I will keep this short. I am white and came from Seattle. I wanted to come in 1965 but my parents thought I was too young so I was able to volunteer in the summer of 1966 when I was 19. I volunteered with SCLC/Scope voter registration.
We participated in the latter half of the Meredith March from roughly Greenwood to Jackson, did voter registration work in Georgia, and then Grenada, Mississippi.
This was the most important experience of my life. Confronting my own racism, seeing poverty firsthand, getting some sense of what it meant to be Black in the south in 1966, and understanding what the struggle meant, the list could go on.
I have drawn on this experience my whole life to try to participate in meaningful ways in the fight for racial justice. I teach at a university and still rely on this experience to inspire my work and keep myself focused on what is important.

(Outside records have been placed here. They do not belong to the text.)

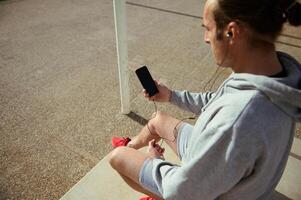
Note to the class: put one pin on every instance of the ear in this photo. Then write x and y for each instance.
(233, 31)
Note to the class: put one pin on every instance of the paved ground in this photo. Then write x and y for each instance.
(59, 93)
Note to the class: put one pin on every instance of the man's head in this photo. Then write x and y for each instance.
(231, 25)
(263, 19)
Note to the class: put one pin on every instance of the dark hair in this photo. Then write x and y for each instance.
(263, 17)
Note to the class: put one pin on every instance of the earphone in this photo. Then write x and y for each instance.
(229, 34)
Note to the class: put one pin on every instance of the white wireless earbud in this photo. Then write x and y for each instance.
(229, 34)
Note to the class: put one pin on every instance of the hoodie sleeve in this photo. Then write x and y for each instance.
(189, 101)
(217, 162)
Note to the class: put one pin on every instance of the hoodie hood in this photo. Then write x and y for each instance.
(284, 92)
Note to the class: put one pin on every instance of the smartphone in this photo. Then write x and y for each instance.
(147, 81)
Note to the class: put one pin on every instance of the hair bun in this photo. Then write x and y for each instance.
(293, 14)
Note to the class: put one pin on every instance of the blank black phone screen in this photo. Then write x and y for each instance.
(147, 81)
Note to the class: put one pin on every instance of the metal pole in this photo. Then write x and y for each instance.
(121, 44)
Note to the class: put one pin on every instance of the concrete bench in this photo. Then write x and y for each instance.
(103, 183)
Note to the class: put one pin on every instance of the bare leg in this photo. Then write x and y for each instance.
(129, 169)
(139, 188)
(161, 126)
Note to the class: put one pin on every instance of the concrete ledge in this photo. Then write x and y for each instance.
(102, 182)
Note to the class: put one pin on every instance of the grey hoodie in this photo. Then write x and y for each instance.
(240, 144)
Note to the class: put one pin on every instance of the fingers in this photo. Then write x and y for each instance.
(146, 95)
(155, 148)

And I realize today more than ever the importance of having a Movement ....
I went to the south in the summer of 1966. I had wanted to go in 1965 but my parents said "No" but that I could go the next year. I was 19 when I took the Trailways bus from Seattle to Atlanta. I joined other volunteers for an orientation and then some of us were sent to the Meredith March. We arrived at the march either in Greenwood or the evening after, and of course, Greenwood was where Stokely Carmichael introduced the call for "Black Power." I believe that is the beginning of the turn to the progressive politics of today but this is for my classes in sociology.
The Meredith March remains one of, for me, critical experiences. The impact of the call for "Black Power" was electric. It electrified the crowds and made a deep impression on me. (I never saw anything like it again until the Trump rallies and I realize this is a troublesome comparison.) Participating in the march deepened my commitment to the Movement, also to non-violence, and an appreciation for internal politics.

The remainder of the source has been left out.